I wrote this essay for my bookclub meeting. We just read Walden by Thoreau.

Many of us are pursuing less-traveled roads. Once you start down one of these paths you quickly become aware of dozens of other unconventional approaches to life. Soon you are discovering 10-20 new ideas each week. The advocates for all these great ideas are passionate, knowledgeable and inspiring. You can start to feel like you’ve got to adopt every great new idea you learn about. But you can’t and you know it so you start to feel overwhelmed. You question your ability to live any of these great ideas and maybe you even chicken out and go back to the conventional life where you didn’t feel so much pressure and uncertainty.

Don’t let this be you! Learn how to evaluate all these ideas, say no to the ones you don’t need, maybe later to the ones you don’t need now and yes to things you really should be doing.

1. Be skeptical – As you evaluate any new idea remind yourself that just because your best friend thinks it’s wonderful or because you got excited when you first heard about it doesn’t mean it is something you should incorporate into your life. It is good to say no to most things. Statesmen who change to world don’t do everything – they do a few things really well.

2. Measure everything against your core book or core beliefs. If it doesn’t support and harmonize with your core book, it’s not for you.

3. If you are still interested in the idea, decide which category to put it in. I like to bucket ideas into three categories.

a. Maybe someday, but definitely not now – it’s helpful to make a physical list for these and keep it handy. Someday when you are feeling bored and uninspired you can look at this list and see if anything jumps out at you.

b. Explore in the next year – add this to your annual planning list and next time you sit down to plan you can begin to work this new idea into your plan following the guidelines in step 4.

c. Something so earth shattering and valuable I need to drop everything and get on this band wagon now – Proceed to step 4.

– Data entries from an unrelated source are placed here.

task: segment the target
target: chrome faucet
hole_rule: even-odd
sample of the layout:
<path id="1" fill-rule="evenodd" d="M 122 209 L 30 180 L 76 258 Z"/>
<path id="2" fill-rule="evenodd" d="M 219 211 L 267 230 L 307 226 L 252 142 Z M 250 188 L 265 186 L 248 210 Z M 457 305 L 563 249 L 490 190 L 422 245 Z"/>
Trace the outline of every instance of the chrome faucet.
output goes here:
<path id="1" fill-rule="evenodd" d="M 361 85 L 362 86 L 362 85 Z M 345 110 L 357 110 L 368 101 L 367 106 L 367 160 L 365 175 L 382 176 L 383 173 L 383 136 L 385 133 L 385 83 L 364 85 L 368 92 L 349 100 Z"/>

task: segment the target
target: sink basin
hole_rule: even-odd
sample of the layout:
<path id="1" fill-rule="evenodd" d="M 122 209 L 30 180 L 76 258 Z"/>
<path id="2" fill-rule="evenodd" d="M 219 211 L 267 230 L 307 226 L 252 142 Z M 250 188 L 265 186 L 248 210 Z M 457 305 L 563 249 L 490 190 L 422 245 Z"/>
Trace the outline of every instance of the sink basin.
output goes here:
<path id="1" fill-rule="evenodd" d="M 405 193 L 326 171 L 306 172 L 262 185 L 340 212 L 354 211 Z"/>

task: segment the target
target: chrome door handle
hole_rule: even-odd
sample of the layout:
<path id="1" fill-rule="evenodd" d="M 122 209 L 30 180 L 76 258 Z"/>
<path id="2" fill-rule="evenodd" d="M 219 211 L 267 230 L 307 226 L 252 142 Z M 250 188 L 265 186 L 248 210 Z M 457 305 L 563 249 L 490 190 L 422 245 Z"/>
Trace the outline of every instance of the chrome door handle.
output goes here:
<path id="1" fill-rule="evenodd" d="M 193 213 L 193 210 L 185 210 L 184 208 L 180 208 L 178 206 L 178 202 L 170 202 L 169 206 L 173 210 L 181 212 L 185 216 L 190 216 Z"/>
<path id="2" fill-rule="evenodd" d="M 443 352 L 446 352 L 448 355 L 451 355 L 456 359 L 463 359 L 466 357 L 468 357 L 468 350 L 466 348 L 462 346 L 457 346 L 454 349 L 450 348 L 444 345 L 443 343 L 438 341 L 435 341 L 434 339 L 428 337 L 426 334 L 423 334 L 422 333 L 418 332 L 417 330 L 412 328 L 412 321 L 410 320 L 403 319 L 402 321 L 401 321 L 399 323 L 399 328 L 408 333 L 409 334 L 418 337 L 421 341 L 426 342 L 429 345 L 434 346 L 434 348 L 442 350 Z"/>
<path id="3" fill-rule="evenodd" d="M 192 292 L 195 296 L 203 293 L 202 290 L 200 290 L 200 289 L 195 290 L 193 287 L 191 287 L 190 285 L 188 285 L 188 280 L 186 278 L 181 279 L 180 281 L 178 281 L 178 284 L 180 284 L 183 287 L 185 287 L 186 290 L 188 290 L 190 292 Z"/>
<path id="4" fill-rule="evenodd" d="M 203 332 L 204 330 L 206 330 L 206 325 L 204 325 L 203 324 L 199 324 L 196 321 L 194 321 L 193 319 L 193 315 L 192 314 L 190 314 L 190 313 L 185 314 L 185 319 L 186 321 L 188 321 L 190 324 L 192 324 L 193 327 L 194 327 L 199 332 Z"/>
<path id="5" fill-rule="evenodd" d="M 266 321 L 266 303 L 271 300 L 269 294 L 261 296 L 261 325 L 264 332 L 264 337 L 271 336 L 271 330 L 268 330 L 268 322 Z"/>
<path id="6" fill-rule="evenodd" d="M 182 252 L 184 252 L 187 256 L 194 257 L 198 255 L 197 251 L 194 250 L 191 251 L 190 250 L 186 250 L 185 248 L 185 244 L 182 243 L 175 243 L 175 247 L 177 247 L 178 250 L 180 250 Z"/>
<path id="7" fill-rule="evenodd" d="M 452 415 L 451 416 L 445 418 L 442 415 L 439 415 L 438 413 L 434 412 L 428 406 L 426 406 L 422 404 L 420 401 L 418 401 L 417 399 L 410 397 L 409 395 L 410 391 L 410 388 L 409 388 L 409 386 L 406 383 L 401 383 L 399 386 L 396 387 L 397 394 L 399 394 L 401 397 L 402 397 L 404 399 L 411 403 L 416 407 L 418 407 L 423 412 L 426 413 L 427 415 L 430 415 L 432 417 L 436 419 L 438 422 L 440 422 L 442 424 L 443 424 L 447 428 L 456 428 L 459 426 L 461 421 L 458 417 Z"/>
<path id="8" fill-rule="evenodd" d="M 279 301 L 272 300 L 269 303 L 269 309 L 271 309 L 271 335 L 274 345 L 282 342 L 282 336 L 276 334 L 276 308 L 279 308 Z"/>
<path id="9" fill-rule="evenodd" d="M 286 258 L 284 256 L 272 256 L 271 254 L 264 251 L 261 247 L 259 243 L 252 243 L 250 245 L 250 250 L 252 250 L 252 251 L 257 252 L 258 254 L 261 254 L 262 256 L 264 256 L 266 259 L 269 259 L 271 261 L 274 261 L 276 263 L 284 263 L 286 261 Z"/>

4. Start learning as much as you can about this new idea. Search out every book, lecture, seminar, or other resource that can teach you about this idea. Find and talk to real live people who are living it. You’ve get to learn about it in depth before you decide to let it change your life. If it’s a small idea you won’t need to go far with your research but if it is life changing you really need to go deep. Read and re-read the best sources of information you can find on the idea. Try to learn the main principles so well you could teach it to someone else. Marinate in the idea for a few months and even attempt to live it a little. If at any time in this process you learn that the idea does not support your core book or you decide it just isn’t right for you, abandon it. If you’ve made a mistake and this really should be part of your life, the idea will resurface when you are ready for it.

5. Once you’ve studied the idea deeply and decided it’s definitely for you, take it to your Higher Power. Pray, meditate or do whatever you do to get answers. Seek for confirmation that this life changing idea is something you should incorporate into your life. Don’t move forward until you get this confirmation. Once you get a confirmation, don’t look back. If you never get a confirmation pray for understanding and guidance – maybe this idea was just meant to open your eyes and prepare you for an even better idea.

6. If this big idea will affect your whole family, now is the time to take it to your spouse. Pray about how to do this most effectively. You know them best. You can predict how he/she will react to just about anything you do – run through a few scenarios in your mind before you decide how to best share this new idea. Read Esther’s story in the Bible for some inspiration. Remember to trust his/her judgment and respect his/her position in your family. Go to him/her with a true desire to work with them to evaluate the idea and decide if, how, and when to implement this with your family. This process may take a long time. If he/she asks challenging questions go find really good answers for them. Show him/her that you really value his/her opinion. Keep coming back to him/her until he/she has convinced you it’s not a good idea or you have convinced him/her it is a good idea. Be open to both options.

7. Make a plan with your spouse for how to implement the idea and go for it.